Descriptions, Reviews, Etc.
Publisher Description:
Hope Isn't Stupid is the first study to interrogate the neglected connections between affect and the practice of utopia in contemporary American literature. Although these concepts are rarely theorized together, it is difficult to fully articulate utopia without understanding how affects circulate within utopian texts. Moving away from science fiction--the genre in which utopian visions are often located--author Sean Grattan resuscitates the importance of utopianism in recent American literary history. Doing so enables him to assert the pivotal role contemporary American literature has to play in allowing us to envision alternatives to global neoliberal capitalism.

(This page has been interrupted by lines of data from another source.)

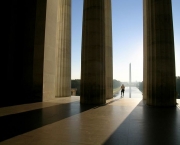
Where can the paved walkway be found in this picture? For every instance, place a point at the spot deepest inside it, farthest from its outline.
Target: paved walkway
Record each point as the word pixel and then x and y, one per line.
pixel 135 93
pixel 63 121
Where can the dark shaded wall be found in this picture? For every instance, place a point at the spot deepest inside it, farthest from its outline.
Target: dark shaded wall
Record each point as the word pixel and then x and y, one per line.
pixel 19 86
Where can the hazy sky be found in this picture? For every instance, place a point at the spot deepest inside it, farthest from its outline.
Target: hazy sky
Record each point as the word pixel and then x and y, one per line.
pixel 127 31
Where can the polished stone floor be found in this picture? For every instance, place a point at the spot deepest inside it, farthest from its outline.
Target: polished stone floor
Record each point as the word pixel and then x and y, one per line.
pixel 63 121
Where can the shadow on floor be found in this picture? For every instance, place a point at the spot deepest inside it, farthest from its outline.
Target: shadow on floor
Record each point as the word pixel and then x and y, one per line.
pixel 16 124
pixel 148 125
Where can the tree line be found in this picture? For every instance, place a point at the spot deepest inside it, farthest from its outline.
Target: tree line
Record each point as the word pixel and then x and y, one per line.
pixel 177 86
pixel 76 84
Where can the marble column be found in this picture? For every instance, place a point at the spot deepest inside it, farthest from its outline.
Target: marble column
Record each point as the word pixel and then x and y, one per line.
pixel 144 50
pixel 108 49
pixel 95 44
pixel 63 57
pixel 159 53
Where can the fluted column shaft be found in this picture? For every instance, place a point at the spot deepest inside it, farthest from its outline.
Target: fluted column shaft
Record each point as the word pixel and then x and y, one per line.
pixel 108 48
pixel 159 53
pixel 93 61
pixel 63 80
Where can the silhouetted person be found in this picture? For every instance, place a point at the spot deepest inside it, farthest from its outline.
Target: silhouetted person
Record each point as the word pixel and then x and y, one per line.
pixel 122 89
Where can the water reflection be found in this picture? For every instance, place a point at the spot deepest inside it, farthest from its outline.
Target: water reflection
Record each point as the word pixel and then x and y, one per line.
pixel 135 93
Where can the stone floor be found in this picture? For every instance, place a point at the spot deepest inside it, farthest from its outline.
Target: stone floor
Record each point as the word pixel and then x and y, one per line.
pixel 122 121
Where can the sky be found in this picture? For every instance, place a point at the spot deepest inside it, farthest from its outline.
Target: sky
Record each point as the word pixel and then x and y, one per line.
pixel 127 35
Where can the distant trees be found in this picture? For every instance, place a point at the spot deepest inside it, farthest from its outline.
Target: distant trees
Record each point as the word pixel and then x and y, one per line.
pixel 76 84
pixel 116 84
pixel 178 86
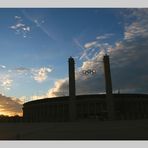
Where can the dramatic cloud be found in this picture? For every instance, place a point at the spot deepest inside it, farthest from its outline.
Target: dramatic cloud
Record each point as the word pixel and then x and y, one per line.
pixel 128 58
pixel 20 28
pixel 38 74
pixel 6 81
pixel 10 106
pixel 41 74
pixel 2 66
pixel 105 36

Novelists William S. Burroughs, Dennis Cooper, John Darnielle, Toni Morrison, Thomas Pynchon, and Colson Whitehead are deeply invested in the creation of utopian possibilities. A return to reading the utopian wager in literature from the postmodern to the contemporary period reinvigorates critical forms that imagine reading as an act of communication, friendship, solace, and succor. These forms also model richer modes of belonging than the diluted and impoverished ones on display in the neoliberal present. Simultaneously, by linking utopian studies and affect studies, Grattan's work resists the tendency for affect studies to codify around the negative, instead reorienting the field around the messy, rich, vibrant, and ambivalent affective possibilities of the world. Hope Isn't Stupid insists on the centrality of utopia not only in American literature, but in American life as well.